Case ID: sw2d_527/html/0571-01.html
Source: Caselaw Access Project
Author: {"author": "DALLY, Commissioner.", "license": "Public Domain", "url": "https://static.case.law/"}
Date Created: 2024-08-24T03:29:51.129683

Ex parte Alfred Ray BRADSHAW.
    No. 50843.
    Court of Criminal Appeals of Texas.
    Sept. 23, 1975.
    Joe E. Taylor, Denison, for appellant.
    Charles L. Waldrum, City Atty., and John H. Morris, Asst. City Atty., Bonham, Jim D. Vollers, State’s Atty., and David S. McAn-gus, Asst. State’s Atty., Austin, for the State.
   OPINION

DALLY, Commissioner.

This is an appeal from an order in a habeas corpus proceeding brought to reduce bail. The trial court refused to further reduce bail which had been set in the total amount of $65,000. The appellant was charged with committing five burglaries in Fannin County and was being held on fugitive warrants from Mississippi and Oklahoma.

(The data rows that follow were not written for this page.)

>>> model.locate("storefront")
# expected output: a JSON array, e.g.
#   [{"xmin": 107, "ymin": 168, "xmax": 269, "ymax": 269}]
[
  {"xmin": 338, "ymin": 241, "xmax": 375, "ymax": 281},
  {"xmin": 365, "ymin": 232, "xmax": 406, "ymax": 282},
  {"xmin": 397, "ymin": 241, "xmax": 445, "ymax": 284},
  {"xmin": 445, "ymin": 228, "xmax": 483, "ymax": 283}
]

On August 20, 1975, when the appeal was filed and this Court obtained jurisdiction, McGee v. State, 445 S.W.2d 187 (Tex.Cr.App.1969), the appellant was in custody of the sheriff of Fannin County. On September 17th, the State filed a motion in this Court moving that the appeal be dismissed because the appellant had escaped from custody. That motion is supported by an affidavit made by Raymond Taylor, the sheriff of Fannin County, stating that the appellant had escaped from custody either in the night of September 11th, or in the early morning on September 12th, and that he still remained at large on September 15th.

Article 44.09, V.A.C.C.P., in pertinent part provides:

“If the defendant, pending an appeal in the felony case, makes his escape from custody, the jurisdiction of the Court of Criminal Appeals shall no longer attach in the case. Upon the fact of such escape being made to appear, the court shall, on motion of the State’s attorney, dismiss the appeal; but the order dismissing the appeal shall be set aside if it is made to appear that the defendant has voluntarily returned within ten days to the custody of the officer from whom he escaped;

Article 44.10, V.A.C.C.P., provides:

“When any such escape occurs, the sheriff who had the prisoner in custody shall immediately report the fact under oath to the district or county attorney of the county in which the conviction was had, who shall forthwith forward such report to the State prosecuting attorney. Such report shall be sufficient evidence of the fact of such escape to authorize the dismissal of the appeal.”

Is Article 44.09, V.A.C.C.P., applicable to an appeal from an order in a habeas corpus proceeding brought to obtain a reduction of bail? The Court of Appeals in an early case held that the statute in effect at that time which was almost identical in wording to Article 44.09, V.A.C.C.P., included an appeal from an order in a habeas corpus proceeding brought to obtain bail in a capital case. Ex parte Wood, 19 Tex.App. 46 (1885). The appeal in that case was dismissed and it was said the statute was not confined or limited to appeals in felony cases in which the defendant had been tried and convicted, but that it was applicable to all appeals in felony cases. Ex parte Wood, supra, controls our disposition of this appeal.

The State’s motion is granted; the appeal is dismissed.

Opinion approved by the Court. 
      
      . See Estelle v. Dorrough, 420 U.S. 534, 95 S.Ct. 1173, 43 L.Ed.2d 377 (1975), upholding the constitutionality of Article 44.09, V.A.C. C.P.